Much of the new competition for parking spaces on the street has been due to the conversion of the parking lots at Burnett House—located at the corner of Page Street and Maine Street—from student parking to parking for faculty, staff, and visitors during weekdays.
The town’s ban is also part of a larger trend of parking restrictions aimed at preventing students from parking for long periods of time. A similar policy was passed for Longfellow Avenue in December. A two-hour limit and overnight parking restriction was recently instituted on Park Row, and Cleveland Street also has a two-hour daytime limit.
No student vehicles were ticketed or towed for violating the temporary overnight parking ban, according Director of Safety and Security Randy Nichols.
“The Town clearly posted the area and compliance was excellent,” he wrote in an email to the Orient.
Meanwhile, it has come as a relief to residents of the street.
“In the past, there was just sort of a balance that worked,” said Emily Swan, who has lived on the street since 1988. “When Bowdoin changed the rules in the lots behind the student houses…[students] started parking on our street all the time. They parked there overnight, and they parked for days on end.”

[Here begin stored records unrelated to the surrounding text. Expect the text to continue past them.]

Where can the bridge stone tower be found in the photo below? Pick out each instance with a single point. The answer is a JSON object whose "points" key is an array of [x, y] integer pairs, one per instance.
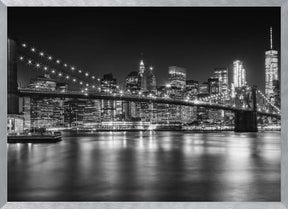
{"points": [[246, 121], [13, 99]]}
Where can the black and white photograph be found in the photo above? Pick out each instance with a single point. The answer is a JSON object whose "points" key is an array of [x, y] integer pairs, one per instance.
{"points": [[144, 104]]}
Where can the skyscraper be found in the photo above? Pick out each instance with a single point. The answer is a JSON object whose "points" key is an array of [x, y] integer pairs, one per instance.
{"points": [[150, 79], [271, 70], [222, 75], [239, 74], [177, 77], [133, 82], [142, 77]]}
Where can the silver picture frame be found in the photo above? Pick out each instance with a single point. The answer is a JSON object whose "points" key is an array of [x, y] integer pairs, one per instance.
{"points": [[4, 4]]}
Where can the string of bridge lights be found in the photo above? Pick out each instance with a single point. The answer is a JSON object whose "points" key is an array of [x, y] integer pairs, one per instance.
{"points": [[267, 100], [56, 61], [54, 72], [216, 96]]}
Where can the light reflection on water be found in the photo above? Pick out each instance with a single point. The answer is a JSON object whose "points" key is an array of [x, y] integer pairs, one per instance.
{"points": [[148, 166]]}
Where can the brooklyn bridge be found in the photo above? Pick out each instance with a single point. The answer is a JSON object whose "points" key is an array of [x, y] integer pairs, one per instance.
{"points": [[246, 114]]}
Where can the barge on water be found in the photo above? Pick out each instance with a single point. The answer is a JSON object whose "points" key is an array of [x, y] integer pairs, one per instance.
{"points": [[46, 137]]}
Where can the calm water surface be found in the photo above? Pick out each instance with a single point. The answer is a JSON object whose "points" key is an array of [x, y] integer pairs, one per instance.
{"points": [[158, 166]]}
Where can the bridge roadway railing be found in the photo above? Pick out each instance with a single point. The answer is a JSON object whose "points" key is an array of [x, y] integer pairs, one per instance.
{"points": [[133, 98]]}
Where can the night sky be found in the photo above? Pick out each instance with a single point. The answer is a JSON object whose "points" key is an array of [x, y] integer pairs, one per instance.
{"points": [[103, 40]]}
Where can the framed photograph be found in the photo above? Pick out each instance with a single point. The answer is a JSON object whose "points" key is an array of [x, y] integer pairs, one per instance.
{"points": [[143, 104]]}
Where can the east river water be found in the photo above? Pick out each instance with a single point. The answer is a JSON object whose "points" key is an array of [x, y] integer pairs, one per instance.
{"points": [[147, 166]]}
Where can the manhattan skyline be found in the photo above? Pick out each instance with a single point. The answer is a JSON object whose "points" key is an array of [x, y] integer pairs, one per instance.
{"points": [[198, 39]]}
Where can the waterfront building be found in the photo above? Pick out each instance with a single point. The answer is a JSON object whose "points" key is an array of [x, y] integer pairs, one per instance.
{"points": [[177, 77], [15, 124], [108, 83], [192, 88], [239, 74], [12, 84], [151, 80], [204, 89], [272, 86], [133, 83], [214, 86], [43, 112], [143, 81], [92, 113], [222, 75], [74, 110]]}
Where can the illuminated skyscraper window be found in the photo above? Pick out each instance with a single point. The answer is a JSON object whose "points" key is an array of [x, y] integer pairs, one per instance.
{"points": [[271, 69], [239, 74]]}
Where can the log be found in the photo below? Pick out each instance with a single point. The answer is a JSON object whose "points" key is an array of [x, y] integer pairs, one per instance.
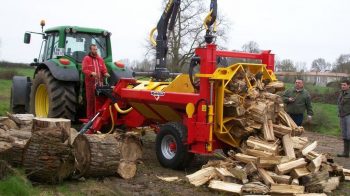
{"points": [[262, 145], [127, 169], [268, 131], [12, 146], [272, 97], [258, 153], [287, 167], [315, 164], [255, 188], [331, 184], [299, 172], [6, 123], [5, 170], [281, 179], [266, 177], [46, 123], [257, 112], [309, 148], [102, 155], [245, 158], [346, 172], [347, 178], [286, 189], [250, 168], [202, 176], [47, 158], [270, 162], [240, 173], [299, 142], [288, 146], [225, 186], [224, 174], [281, 130]]}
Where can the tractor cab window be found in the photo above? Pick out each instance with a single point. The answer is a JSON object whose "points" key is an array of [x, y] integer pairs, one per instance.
{"points": [[77, 45], [50, 46]]}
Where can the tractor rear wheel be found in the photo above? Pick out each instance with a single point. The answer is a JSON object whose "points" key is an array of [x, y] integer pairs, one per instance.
{"points": [[171, 148], [52, 98]]}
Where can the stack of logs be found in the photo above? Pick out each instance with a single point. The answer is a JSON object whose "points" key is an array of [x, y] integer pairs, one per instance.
{"points": [[50, 150], [273, 159]]}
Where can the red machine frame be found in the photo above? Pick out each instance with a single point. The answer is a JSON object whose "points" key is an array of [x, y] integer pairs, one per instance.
{"points": [[198, 127]]}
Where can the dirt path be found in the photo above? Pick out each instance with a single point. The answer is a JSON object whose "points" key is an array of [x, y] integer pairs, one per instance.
{"points": [[147, 183]]}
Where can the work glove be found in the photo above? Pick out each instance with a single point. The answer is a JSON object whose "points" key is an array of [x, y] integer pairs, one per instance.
{"points": [[93, 74], [309, 118], [291, 99]]}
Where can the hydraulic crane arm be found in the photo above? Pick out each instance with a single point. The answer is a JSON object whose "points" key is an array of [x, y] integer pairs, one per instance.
{"points": [[167, 22]]}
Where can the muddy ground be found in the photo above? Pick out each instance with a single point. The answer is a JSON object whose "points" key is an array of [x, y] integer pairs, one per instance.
{"points": [[147, 183]]}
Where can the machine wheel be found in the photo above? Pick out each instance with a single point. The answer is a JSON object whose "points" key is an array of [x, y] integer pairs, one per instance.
{"points": [[16, 109], [52, 98], [171, 149]]}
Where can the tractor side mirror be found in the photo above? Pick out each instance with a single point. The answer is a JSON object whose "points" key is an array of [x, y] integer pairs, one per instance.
{"points": [[27, 38]]}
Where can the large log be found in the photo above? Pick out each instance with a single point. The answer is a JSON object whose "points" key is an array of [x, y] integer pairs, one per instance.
{"points": [[286, 189], [202, 176], [47, 158], [288, 146], [12, 145], [287, 167], [226, 186], [106, 155]]}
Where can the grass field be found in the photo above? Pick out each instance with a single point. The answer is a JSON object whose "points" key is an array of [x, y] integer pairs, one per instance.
{"points": [[5, 84], [314, 89], [325, 119]]}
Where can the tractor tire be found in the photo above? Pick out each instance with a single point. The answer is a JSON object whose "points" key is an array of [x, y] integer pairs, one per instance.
{"points": [[52, 98], [16, 109], [171, 148]]}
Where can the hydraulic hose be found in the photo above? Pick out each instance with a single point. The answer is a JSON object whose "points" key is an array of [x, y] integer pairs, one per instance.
{"points": [[194, 62], [122, 111], [112, 119]]}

Beginning in December, Nichols emailed individual students and one faculty member who frequently parked on the street, encouraging them to park elsewhere. These emails were followed by warnings to students parked on the street once the ban went into effect, and a followup email to all students and employees informing them of the ban.
“It’s been weirdly indirect,” said Uma Blanchard ’17, a Burnett House resident. “None of us really knew it was an issue—I don’t think anyone in our house has had interactions with [Page Street residents].”
Several students said they were frustrated by the new restrictions.
“I feel that the parking ban is unreasonable because as a member of Burnett, I am also a Page Street resident and think it’s only fair that we should have access to this parking as well,” wrote Burnett resident Jess Del Duca ’17 in an email to the Orient.
“It’s extremely inconvenient to have to walk to Farley and back every time we want to drive somewhere; it adds at least a half an hour onto a trip,” wrote Sophie Brunt ’17, another Burnett resident, in an email to the Orient. “Especially living in a college house, people with cars run a lot of errands for the house because that’s the only way we can get things we need.”
Swan said that while she and other residents on the street sympathized with the students’ situation, their parking on the street often blocked driveways and made it difficult for municipal services to make it down the street.
“We don’t want to have a complicated regulatory regime. We just want our street to be reasonable,” she said.
She added that students tend to drive larger cars than other people who park on the street, and would sometimes park far away from the curb. Snow drifts piling up on the curb exacerbated the problem.
“The street was just getting narrower and narrower,” she said.
Students and residents alike said that the root of the problem was the College’s parking policy that went into effect in September. The policy prohibits students from parking in Burnett’s lot—or any other College House lot except Reed House’s. Students noted that the lot often has many empty spaces during the day.
“Burnett has two parking lots of its own, and they are rarely full. The most I ever see in either of them is a few cars at a time,” wrote Brunt.
“The problem would be solved in an instant if Bowdoin just switched the rules back,” said Swan. “What was an internal Bowdoin problem was becoming our problem, and that wasn’t really fair to us.”
Nichols explained that the changes to the parking policy were recommended by a parking consultant hired by the College.
“This change was made after a careful assessment and was consistent with recommendations to improve visitor parking that were contained in a campus parking study,” wrote Nichols.
The College is not considering any changes to the parking policy in the near future, according to Nichols.
Editor's note: A previous version of this article misconstrued two of Director of Safety and Security Randy Nichols' statements. It has been updated to reflect that the College is not considering changes to the parking policy in the near future and that no student vehicles were ticketed or towed for violating the town's temporary overnight parking ban on Page Street.